Bombs almost daily killing dozens in Iraq; explosives hitting election rallies for Assad in Syria; the largest killing spree in eastern Ukraine by Russian "separatists" and more killings in Nigeria from Boko Haram, while the world searches for some 250 young women still hidden in the custody of that radical Islamist terrorist 'gang'.....and then there is this...
In the United States, following a botched "drug" injection to kill an inmate, several states are looking at restoring the "firing squad" as the state method of capital punishment, a method that many thought had been removed from the arsenal of the government decades ago.*
Of course, the initiative for these new 'firing squad' bills comes from both the 'wild west' and the south east, where justice and vengeance are so enmeshed that even a "Philadelphia lawyer" would have trouble separating them. Also on the agenda of some states is a return to the electric chair and the gas chamber. So anyone who thinks the people of the United States are engaged in an enlightened triumph of humanitarianism had better take a second look at the evidence and reconsider.
The evidence that the civil society is suffering erosion from the pressure of a culture of violence, win-at-all-costs, "get the other guy before he gets you" mentality is like a neck collar that continues to tighten with both anonymity and impunity for those who are leading the attack.
I first heard the notion of "do it to the other guy before he does it to you" from a child who was raised in extreme poverty as one of thirteen children. There were no floors in the house and the children had no winter shoes to fend off the below zero temperatures on their way to school, nearly a mile from their home. I can almost recall the moment when those words pierced my ears; my head literally bolted in shock; and my memory inscribed the words in indelible ink for future reference. For one of the very few times in my life, I was lost for words.
Since that statement crossed my threshold, I have reflected on the meaning and the depth of all aspects of poverty, not only the lack of dollars of income on which to raise a family, but also the poverty that infects the way one sees the world. Poverty of what is considered fairness; poverty of what we might call legitimacy and value as a human being; poverty of, yes, those things that everyone else has and shows off in social settings, but also the poverty that makes one stay away from those venues, in order not to have to demonstrate one's inadequacy by comparison; poverty of experience in travel, reading, concerts and even in choices of nourishment. And, mixed into those galling and impoverishing aspects of scarcity, one has to factor in some kind of awareness of a Supreme Being, perhaps as antidote for the pain, or as a power that leaves those 'without' pining in the corners of our store doorways, under the bridges of our freeways, and in the back allies of our towns and cities, in too many cases attempting to medicate their impoverishment with various legal and illicit pain-killers. And then there is the poverty of expectation, in which one believes that the chances of moving out of desperate situations falls each day one survives. Of course, there are the exceptional and occasional stories of Horatio Alger 'victories' that through chance of a casual meeting, or a lottery ticket's numbers coming up, or a mentorship program that reaches out, or an inspirational story that actually infects one with hope, determination and the courage to climb out of the 'manhole' of hopelessness.
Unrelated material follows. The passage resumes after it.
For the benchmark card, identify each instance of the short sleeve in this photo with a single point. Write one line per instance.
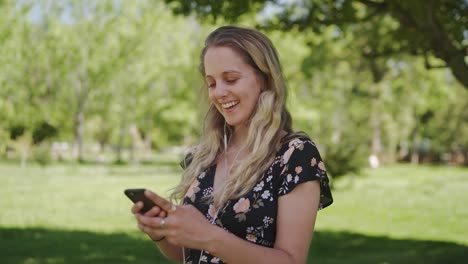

Interesting word, 'manhole' given that it is used to describe a path to our sewers, both storm and effluent, in which those whose lives were on the edge sought refuge from the 'upper' world. A lower world, in which those whose lives have been distorted by their circumstances, imperiled by their surroundings and left to wander through the darkest places of our collective and civic blindness, ignorance and apathy always beckons an 'upper world' to consider whether and how to reconcile their lives with those below. Of course, those below, for the most part, are those who fall victim to the state, through its punishments, sanctions and its vision of justice and vengeance. To the degree that a culture considers rehabilitation an integral component of its responsibility, not only for the specific crime that has been committed, but also for the conditions that made that crime even conceivable, to that degree one could consider the culture to be enlightened.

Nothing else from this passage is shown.